[virglrenderer-devel] coherent memory access for virgl

Thu Sep 27 00:00:14 UTC 2018

On Wed, Sep 26, 2018 at 3:35 AM Gerd Hoffmann <kraxel at redhat.com> wrote:
>
>   Hi,
>
> > For host GL buffers, the copies are done in
> > {vrend_renderer_transfer_write_iov, vrend_renderer_transfer_send_iov}.
> > If there are N iovecs backing the guest resource, we will have N
> > copies (see vrend_write_to_iovec, vrend_read_from_iovec).
>
> Yes.
>
> > udmabuf could be helpful, since it bundles up the iovecs and it will
> > make the N small copies into one big copy.
>
> That isn't much of a win I guess, the amount of data copyed over will be
> the same.
>
> > udmabuf could also eliminate some copies for textures completely.
>
> Yes, that'll be more interesting of course.
>
> > Right now, for most
> > textures, virglrenderer copies iovecs into a temporary buffer (see
> > read_transfer_data), and then calls glTexSubImage2D*.
>
> Is virglrenderer clever enough to skip the temporary buffer copy in case
> it finds niov == 1 ?

There is a fast-path in read_transfer_data / write_transfer_data
depending on the send_size and various other parameters, but in my gdb
experience it's not used most of the time.

>
> > Just mmaping the udmabuf and calling glTexSubImage2D* is definite win.
>
> Can virglrenderer just import the dmabuf as texture instead of creating
> a new one and copying pixels with glTexSubImage2D?

Yes -- but only in a subset of cases, since external textures don't
work with various functions (TexImage2D, TexSubImage2D,
CopyTexImage2D) and don't support mip-maps (see
https://www.khronos.org/registry/OpenGL/extensions/OES/OES_EGL_image_external).

However, such cases are prominent in the Android / ChromeOS display
stacks (and often mapped in the guest), so that's why I'm interested
in making them backed by host memory and display/GPU optimized.  We'll
need a way of expressing modifiers to the guest, so this delves into
the earlier discussion of wayland host proxying.  Who should allocate
-- the host compositor, the VMM, virglrenderer?  The host compositor
seems like the most natural choice.

Are there any plans of the guest using host-optimized buffers
(communicated via modifiers) in a purely Linux guest?

>
> > But making host memory guest visible will bring the worst-case buffer
> > copies from 3 to 1.  For textures, if we start counting when the GPU
> > buffer gets detiled, there will be 5 copies currently, 3 with udmabuf,
> > and 1 with host exposed memory.
>
> 5 copies?  verbose please.  I can see three:

It depends on when you start counting.  I started counting from
vrend_renderer_transfer_send_iov, which includes fetching the data
from the host and packing that data into the iovecs.  Probably a worst
case scenario.

>
>   (1) glTexSubImage in guest.
>   (2) the temporary buffer to linearize the iov.
>   (3) glTexSubImage again, this time in the host.
>
> udmabuf will kill (2) easily.  And possibly (3) with some more effort
> if virglrender gets support for importing dmabufs.

I agree udmabuf can definitely help in the general (non-external)
texture upload case.

>
> > i) virtio_gpu_resource_create_coherent -- for strictly coherent needs
> > (i.e, no unmap needed)
>
> Why no unmap?  Because they just show up in the pci bar, which the guest
> driver has permanently mapped anyway?

Isn't that GL's definition of coherent mappings (I imagine Vulkan's is similar):

"Coherent maps guarantee that the effect of writes to a buffer's data
store by either the client or server will eventually become visible to
the other without further intervention from the application.
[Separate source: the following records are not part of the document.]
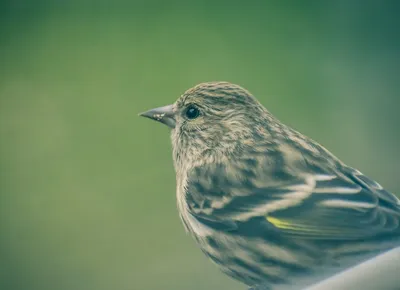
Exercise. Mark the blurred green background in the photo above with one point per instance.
(87, 188)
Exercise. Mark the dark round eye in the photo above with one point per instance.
(192, 112)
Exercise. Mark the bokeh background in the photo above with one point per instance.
(87, 189)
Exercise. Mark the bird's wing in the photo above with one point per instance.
(344, 206)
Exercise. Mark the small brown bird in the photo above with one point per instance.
(271, 207)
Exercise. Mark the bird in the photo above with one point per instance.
(269, 206)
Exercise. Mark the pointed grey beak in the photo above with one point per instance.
(164, 115)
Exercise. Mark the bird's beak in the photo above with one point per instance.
(164, 115)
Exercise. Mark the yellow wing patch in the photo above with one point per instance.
(301, 228)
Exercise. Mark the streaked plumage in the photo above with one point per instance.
(265, 203)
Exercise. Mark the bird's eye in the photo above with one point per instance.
(192, 112)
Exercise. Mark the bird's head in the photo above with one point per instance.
(211, 120)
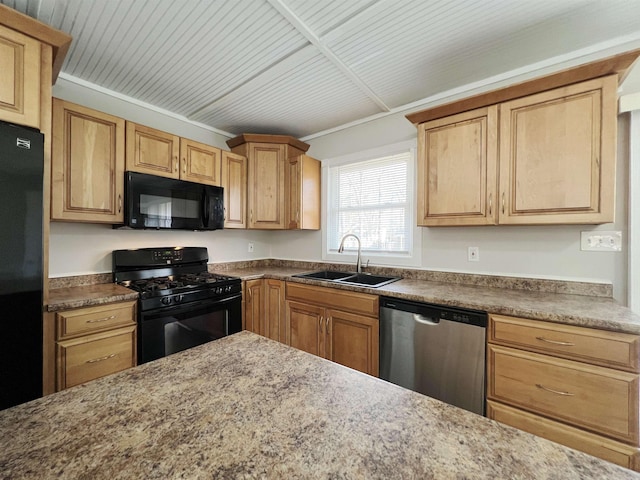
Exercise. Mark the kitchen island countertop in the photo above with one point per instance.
(248, 407)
In the
absence of this bit, persistent mappings are not coherent and modified
ranges of the buffer store must be explicitly communicated to the GL,
either by unmapping the buffer, or through a call to
glFlushMappedBufferRange or glMemoryBarrier."

https://www.khronos.org/registry/OpenGL-Refpages/gl4/html/glMapBufferRange.xhtml

>
> > ii) virtio_gpu_resource_create_3d  -- may or may not be host backed
> > (depends on the PCI bar size, platform-specific information -- guest
> > doesn't need to know)
>
> Hmm?  How can this work in a way which is transparent for the guest?

We already need to extend the DRM_VIRTGPU_RESOURCE_INFO ioctl, since
it doesn't return the stride and doesn't work for YUV buffers (see
crrev.com/c/1208591).  Maybe we can also add a bitmask, which we can
populate with memory info (i.e, HOST_BIT | COHERENT_BIT)?

>
> cheers,
>   Gerd
>